User:Tpt/djvuocr.py

From Wikimedia Commons, the free media repository
Jump to navigation Jump to search

This script for pywikipedia and GNU/Linux do the OCR of a djvu file by adding a text layer. It is completely automatized : it download the file, do the OCR and upload the new version. It use Tesseract 3.00 and, if you use an other language than English the corresponding language pack (they are in all good repositories like Debian, Ubuntu or Fedora). Sample : python djvuocr.py -filelang:fra -djvu:"Name of the djvu.djvu"

djvuocr.py[edit]

#!/usr/bin/python
# -*- coding: utf-8  -*-
"""
This bot do the ocr of a djvu file.  It is intended to be used for Commons.
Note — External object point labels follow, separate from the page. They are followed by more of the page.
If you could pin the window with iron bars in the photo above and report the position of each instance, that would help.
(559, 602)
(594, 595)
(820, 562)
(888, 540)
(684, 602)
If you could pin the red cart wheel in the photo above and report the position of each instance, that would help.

The following parameters are supported:

    -djvu:...      Name of the djvu file on commons
    -filelang:...  The lang of the text like eng of fra
                   (Default: eng)
"""
#
# (C) Pywikipedia bot team, 2008-2010
#
# Distributed under the terms of the MIT license.
#
__version__ = '$Id: djvuocr.py 9246 2011-07-29 15:42:46Z xqt $'
import wikipedia as pywikibot
import os, sys, urllib
import config, codecs, query

class AppURLopener(urllib.FancyURLopener):
    version = 'Pywikipediabot/1.0'
urllib._urlopener = AppURLopener()

# This is required for the text that is shown when you run this script
# with the parameter -help.
docuReplacements = {
}


class DjVuOCRBot:
    # Edit summary message that should be used.
    # NOTE: Put a good description here, and add translations, if possible!
    msg = {
        'en': u'Robot: OCR of the file with Tesseract',
        'fr': u'Bot: OCR du fichier avec Tesseract',
    }

    def __init__(self, djvu, filelang='eng', ask=False, debug=False):
        """
        Constructor. Parameters:
        djvu : filename
        """
        self.djvu = djvu
        self.dry = debug
        self.ask = ask
        self.filelang = filelang
        self.targetSite = pywikibot.getSite()

    def NoOfImages(self):
        cmd = u"djvused -e 'n' \"/tmp/%s\"" % (self.djvu)
        count = os.popen( cmd.encode(sys.stdout.encoding) ).readline().rstrip()
        count = int(count)
        pywikibot.output("page count = %d" % count)
        return count

    def PagesGenerator(self):
        start = 1
        end = self.NoOfImages()

        if self.pages:
            pos = self.pages.find('-')
            if pos != -1:
                start = int(self.pages[:pos])
                if pos < len(self.pages)-1:
                    end = int(self.pages[pos+1:])
            else:
                start = int(self.pages)
                end = start
        pywikibot.output(u"Processing pages %d-%d" % (start, end))
        return range(start, end+1)

    def run(self):
        self.djvu = self.djvu.replace(' ', '_')
        if self.djvu[len(self.djvu) - 5 : len(self.djvu)] != '.djvu':
            pywikibot.output("It isn't a djvu file")
            return

        #download the djvu
        djvuPage = pywikibot.ImagePage(self.targetSite, 'File:%s' % self.djvu)
        if not djvuPage:
            pywikibot.output("The djvu file can't be downloaded")
            return
        pywikibot.output('Download of the djvu file')
        try:
            urllib.urlretrieve(djvuPage.fileUrl(), '/tmp/' + self.djvu)
        except:
            pywikibot.output("The djvu file can't be downloaded")
            return
        os.stat('/tmp/' + self.djvu)

        #OCR
        pywikibot.output(u"OCRing text from %s" % (self.djvu) )
        num_pages = self.NoOfImages()
        pageno = 1
        while pageno <= num_pages:
            pywikibot.output("Processing page %d" % pageno)
            self.ocr_page(pageno)
            pageno += 1

        #upload
        f = codecs.open("/tmp/%s" % self.djvu, 'r')
        self.upload(f.read())
        f.close()

        os.remove(u"/tmp/%s" % self.djvu)
        os.remove(u"/tmp/%s.txt" % self.djvu)
        os.remove(u"/tmp/%s.tiff" % self.djvu)
        os.remove(u"/tmp/%s.djvu-txt" % self.djvu)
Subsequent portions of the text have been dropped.